Tuesday, June 20, 2006

happy fucking fathers day

I really need to get out of this house.

I just got back from dropping my dad off at the body shop. He's picking up the van from its umpteenth repair job this week. The power steering keeps blowing out. The van's 20 years old and has a fervent death wish, but we're trying to nurse it along another year, till my sister graduates. On the way there dad starts talking about my trip to California, warning me to "be careful" of "those people out there." My dad is a highly cynical and suspicious kind of guy, and has always been very protective his baby girl. I can't blame my parents for being a little skeptical; they don't know RC at all, so their daughter running off to California, a strange and wicked place to most midwesterners, with a total stranger who's paying her way, sounds a little sketchy.
I tried to reassure him; I've known RC since college, we're very good friends, she's a very kind and generous person, you'd like her. If anything, I'm worried about taking advantage of her.
That seemed to satisfy him a bit. Then he starts telling me about his time in California, in the late 60s, when he was stationed in L.A., going through Marine Corps training before being shipped out to Vietnam.
"You can't trust these Californians, I mean they were crazy back in the 60s! I had a gay guy try to pick me up once. I told him no, no way. He tried to give me a ride back to San Diego--'It's 90 miles back, I got a great sound system'. I told him 'Listen buddy, they told us in bootcamp not to hurt people like you but if you don't back off I'm going to forget about that rule'. Ha ha!"

And I'm just sitting there wondering what the moral of this story is supposed to be. Stay away from scary predatory homos? Don't trust bigoted Marines? Your daddy is a supporting and tolerant guy because he thought about bashing a creepy faggot but decided against it? Did he somehow forget that his daughter is a lesbian even though I told him I'm excited to be going to Pride?

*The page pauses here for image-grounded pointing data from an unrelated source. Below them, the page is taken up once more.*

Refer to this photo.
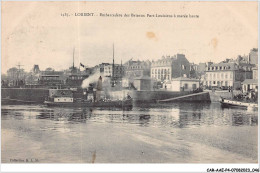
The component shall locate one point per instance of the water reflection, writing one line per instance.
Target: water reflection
(183, 115)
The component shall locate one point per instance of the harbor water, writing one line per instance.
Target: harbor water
(168, 133)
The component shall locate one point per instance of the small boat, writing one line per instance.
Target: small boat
(68, 98)
(238, 104)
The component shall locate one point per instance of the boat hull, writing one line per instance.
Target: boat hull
(110, 104)
(236, 104)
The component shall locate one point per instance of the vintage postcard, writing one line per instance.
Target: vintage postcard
(129, 82)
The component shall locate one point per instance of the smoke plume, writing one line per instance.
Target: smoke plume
(91, 79)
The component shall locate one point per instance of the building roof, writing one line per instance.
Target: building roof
(185, 79)
(142, 78)
(250, 81)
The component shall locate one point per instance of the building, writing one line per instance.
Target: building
(51, 78)
(36, 69)
(251, 84)
(194, 70)
(170, 67)
(227, 74)
(253, 56)
(117, 72)
(182, 84)
(135, 69)
(255, 72)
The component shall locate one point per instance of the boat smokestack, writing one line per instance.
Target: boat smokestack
(99, 88)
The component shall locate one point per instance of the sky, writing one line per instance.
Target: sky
(37, 33)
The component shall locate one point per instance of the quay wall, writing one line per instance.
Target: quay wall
(153, 96)
(36, 95)
(215, 96)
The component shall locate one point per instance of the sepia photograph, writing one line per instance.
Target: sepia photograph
(129, 82)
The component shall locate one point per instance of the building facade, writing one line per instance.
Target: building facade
(116, 72)
(227, 74)
(170, 67)
(253, 56)
(135, 69)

Do you see why I have to get the fuck out of here? I don't know what's going on here. I have a close, loving relationship with my parents, but shit like this keeps happening. Is this his lame ass attempt to bond with me on some common ground--my daughter's gay, my only experience of gay people is that time I threatened that fairy? Sometimes I think my parents have gone into denial. They keep saying how they love me and they just want my happiness, but there's this 200 pound gorilla in the room. They never expected to have a gay child, they have no experience with queer people, they refuse to go to PFLAG or talk to someone or educate themselves. They're perfectly fine with me being gay as long as they don't have see any evidence of it. This is how we handle problems in my family, by pretending they don't exist. If we don't talk about them long enough, they'll go away.

I need to have a talk with my parents, but I can't do it while I'm living in their house. We both need the safety of distance.

I'm going to be soooo dykey in San Francisco. Maybe I'll get a buzzcut and a tattoo. My family thinks I'm a freak anyway, might as well go whole hog.

3 Comments:

At 2:07 PM, Blogger Sfrajett said...

If you get a tattoo, you have to post it on your blog. Have fun!

 
At 10:19 AM, Blogger reasonably prudent poet said...

please, if you get a tattoo inspired by the desire to have a really dykey weekend, try ever so hard not to get some cheesey queer cliche permanently etched into your skin, like a rainbow striped dolphin or something like that. you will regret it. i swear. (and no, i'm not speaking from experience, i've just seen way too many embarrassingly tacky rainbow tattoos in my day... remember, it's *art* you're putting on your body. art!)

 
At 11:10 AM, Blogger Andygrrl said...

hm. So, you're saying, don't go with purple combination labrys/womyn symbol? ;-)

Don't worry, one of the advantages of poverty is that it keeps you from committing egregious body modification decisions.